If an enemy chose to destroy the dam, the force of the unleashed waters cascading down the canyon would obliterate everything under a wall of water that would shame any tidal wave yet recorded.
It was a nightmare that had moved this dam in Colorado right up the list of most vulnerable targets. It stayed there until a military officer took one look at the project and asked quite simply, "How would they destroy it?"
He calculated that for Japan or Germany to put even a single hole in the Grand Booree they would need a round-the-clock fleet of heavy bombers pounding the dam for three weeks straight. Even if Germany or Japan could mount such an extensive air bombardment, penetrating formidable coastal defenses, they would certainly not bother to do it to flood a few cities in Colorado.

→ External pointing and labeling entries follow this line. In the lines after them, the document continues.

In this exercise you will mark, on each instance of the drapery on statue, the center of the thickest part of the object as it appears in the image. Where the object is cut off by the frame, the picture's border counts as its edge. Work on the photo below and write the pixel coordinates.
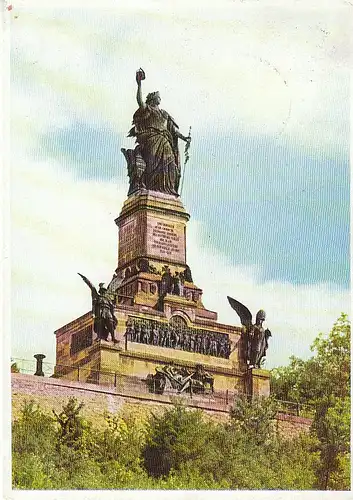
(255, 336)
(154, 164)
(103, 310)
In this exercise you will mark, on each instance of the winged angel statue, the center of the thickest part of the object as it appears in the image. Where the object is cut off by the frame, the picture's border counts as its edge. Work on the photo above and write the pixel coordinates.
(103, 309)
(255, 336)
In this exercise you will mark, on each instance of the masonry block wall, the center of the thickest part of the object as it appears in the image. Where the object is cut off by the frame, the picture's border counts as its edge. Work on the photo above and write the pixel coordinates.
(52, 393)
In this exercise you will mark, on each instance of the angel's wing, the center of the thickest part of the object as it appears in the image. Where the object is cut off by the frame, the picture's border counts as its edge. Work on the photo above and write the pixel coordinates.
(242, 311)
(92, 287)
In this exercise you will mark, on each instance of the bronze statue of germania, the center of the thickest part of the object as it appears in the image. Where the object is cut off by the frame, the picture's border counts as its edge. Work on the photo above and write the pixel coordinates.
(154, 164)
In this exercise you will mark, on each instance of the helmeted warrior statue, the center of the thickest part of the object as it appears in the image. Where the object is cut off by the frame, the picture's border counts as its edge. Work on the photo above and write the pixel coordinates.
(154, 164)
(255, 337)
(103, 310)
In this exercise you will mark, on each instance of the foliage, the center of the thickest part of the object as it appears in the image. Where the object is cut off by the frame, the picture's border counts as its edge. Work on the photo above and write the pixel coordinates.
(183, 449)
(175, 438)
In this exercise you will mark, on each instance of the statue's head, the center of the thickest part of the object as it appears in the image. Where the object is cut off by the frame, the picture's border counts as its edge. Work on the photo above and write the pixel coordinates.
(260, 316)
(153, 98)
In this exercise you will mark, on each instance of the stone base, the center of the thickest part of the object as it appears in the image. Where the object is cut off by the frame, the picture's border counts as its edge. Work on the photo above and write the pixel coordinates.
(152, 226)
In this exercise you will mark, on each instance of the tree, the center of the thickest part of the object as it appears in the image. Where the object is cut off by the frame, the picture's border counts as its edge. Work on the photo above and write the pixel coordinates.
(324, 381)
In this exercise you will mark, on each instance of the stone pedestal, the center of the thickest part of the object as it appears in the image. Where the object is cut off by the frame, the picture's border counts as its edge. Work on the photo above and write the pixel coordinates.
(152, 250)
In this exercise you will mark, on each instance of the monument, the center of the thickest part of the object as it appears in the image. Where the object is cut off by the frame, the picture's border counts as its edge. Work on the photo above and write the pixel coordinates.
(149, 324)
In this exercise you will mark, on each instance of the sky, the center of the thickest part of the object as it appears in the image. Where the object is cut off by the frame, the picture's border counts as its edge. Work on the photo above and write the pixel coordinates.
(265, 87)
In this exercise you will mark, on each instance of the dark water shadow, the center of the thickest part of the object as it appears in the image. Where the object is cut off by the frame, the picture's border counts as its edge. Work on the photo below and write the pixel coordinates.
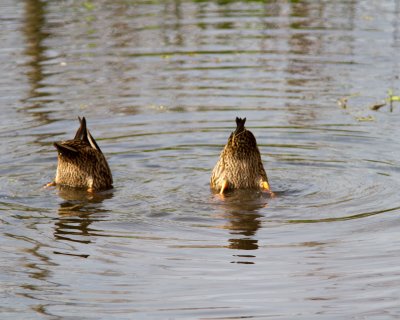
(77, 213)
(240, 209)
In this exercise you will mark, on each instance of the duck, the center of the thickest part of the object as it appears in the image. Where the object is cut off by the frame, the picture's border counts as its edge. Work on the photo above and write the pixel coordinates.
(81, 163)
(240, 165)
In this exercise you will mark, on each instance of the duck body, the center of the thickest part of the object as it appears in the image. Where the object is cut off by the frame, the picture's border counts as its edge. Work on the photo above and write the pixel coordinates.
(81, 163)
(240, 165)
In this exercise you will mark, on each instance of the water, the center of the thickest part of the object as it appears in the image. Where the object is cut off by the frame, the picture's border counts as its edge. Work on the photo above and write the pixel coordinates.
(161, 83)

What about a saboteur's bomb? the officer was asked.
"In terms of known explosives, to put a hole into that mass of concrete would require the national production of dynamite for August and September, or roughly four full trainloads."
There was no way any saboteur could sneak in enough explosives to do damage to the Grand Booree. Nevertheless, the very thought of what could happen if the lake ever let loose on the valley downriver was enough to force the government to station antiaircraft batteries around its perimeter and limit access to it all through the war. The government felt it just had to do something, even if something was absolutely not needed.